Massive open online courses (MOOCs) now enroll millions of students and have gained acceptance from many employers as a valid form of corporate training. Why are they suddenly hot?
Let’s see how MOOCs work and how they compare to traditional, classroom education, in the following quick guide.
What is a MOOC?
Many of the top universities, from MIT to Harvard, have now set up free or low-cost online versions of their courses. Courses are availabile in a huge variety of subjects from statistics to sociology to Archaeology’s Dirty Little Secrets. When you sign up for a course, you can access the course materials online, usually in the form of recorded video lectures and written class notes. The courses are called “massive” because there’s no limit on enrollment, and often you’ll have thousands of fellow students.
They’re similar to the online training offered by sites like Lynda and Khan Academy, but incorporate the class structure of a college course, with weekly assignment and specific start and end dates. You follow the course from week to week, completing your assignments at home and uploading them to the course website.
Because of the numbers involved, there’s not much chance to interact directly with the teacher, but you can connect with fellow students to ask questions or collaborate on assignments. Most MOOCs are free or low-cost, and require no special qualifications.
How does it work?
Let’s take an example. Your boss has been asking you to come up new ideas for extensions to your current product line. You feel stuck. You realize you need some creative influence, but you’re not sure where to begin.
You search online using a directory like MOOC List, and find this free online course on Creativity, Innovation and Change, run by Penn State University and provided by Coursera, one of the three main MOOC providers in the U.S. (the others are Udacity and EdX).
The course runs for 8 weeks and the workload is about 6 to 8 hours a week, which means you can fit it around your existing work and family life. Most of the course is delivered in the form of videos, but you can also read extra materials online, collaborate with other students on projects, and participate in class forums.
There are weekly quizzes and assignments, but they’re not formally assessed by the teachers as they would be in an in-person class. The quizzes are graded automatically. To gain a certificate of completion, you just need to show that you’ve completed most of the quizzes, at least one weekly exercise, and a weekly “self-reflection survey.”
Here are a couple of examples of what it looks like when you’re inside the course. This is a video lecture:
And here’s an example of the forum page, where you can communicate with teachers and fellow students.

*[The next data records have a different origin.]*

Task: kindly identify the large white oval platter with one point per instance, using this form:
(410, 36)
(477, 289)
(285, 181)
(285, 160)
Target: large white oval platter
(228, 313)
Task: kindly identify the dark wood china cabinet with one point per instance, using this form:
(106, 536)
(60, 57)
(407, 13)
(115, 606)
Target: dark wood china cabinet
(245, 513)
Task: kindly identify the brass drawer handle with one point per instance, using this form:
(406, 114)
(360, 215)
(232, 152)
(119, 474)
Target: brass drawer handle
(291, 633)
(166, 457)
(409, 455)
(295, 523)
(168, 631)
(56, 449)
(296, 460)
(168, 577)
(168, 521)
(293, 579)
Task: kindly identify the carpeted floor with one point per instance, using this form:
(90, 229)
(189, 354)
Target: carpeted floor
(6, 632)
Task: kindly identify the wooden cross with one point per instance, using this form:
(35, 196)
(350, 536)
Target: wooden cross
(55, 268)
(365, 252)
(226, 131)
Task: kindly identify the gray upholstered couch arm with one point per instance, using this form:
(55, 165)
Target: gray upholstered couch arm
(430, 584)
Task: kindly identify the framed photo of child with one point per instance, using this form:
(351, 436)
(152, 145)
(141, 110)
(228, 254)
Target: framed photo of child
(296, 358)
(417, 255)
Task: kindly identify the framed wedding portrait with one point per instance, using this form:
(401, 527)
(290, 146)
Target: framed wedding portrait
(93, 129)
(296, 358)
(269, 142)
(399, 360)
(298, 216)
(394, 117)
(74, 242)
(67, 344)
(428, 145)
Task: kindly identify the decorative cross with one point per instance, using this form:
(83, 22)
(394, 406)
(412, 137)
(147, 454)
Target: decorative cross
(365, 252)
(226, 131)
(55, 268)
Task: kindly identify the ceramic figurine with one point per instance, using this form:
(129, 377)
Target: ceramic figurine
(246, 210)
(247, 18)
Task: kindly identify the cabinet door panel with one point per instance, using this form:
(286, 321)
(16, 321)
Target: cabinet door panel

You’ll see the weekly modules listed down the left-hand side, along with links to other pages within the course.
By the end of the course, you’ll have learned specific techniques to help you generate ideas and work better with other people to solve complex problems – like the one your boss is pushing you on. And while you won’t receive university credit, you’ll get a certificate for completing all of the coursework.
The Bottom Line
MOOCs are a great way to access quality education inexpensively, easily and on your own schedule. You can learn a lot if you put in the time and effort by yourself, although you’ll need to be strongly self-motivated, because there are no consequences like an “F” grade for failing to follow through with the class.
It’s still relatively early days for MOOCs. Universities, companies and non-profit institutions are pouring in millions of dollars of investment, and the technology is always moving forward. In the future, expect better course design, more interaction and more accredited courses.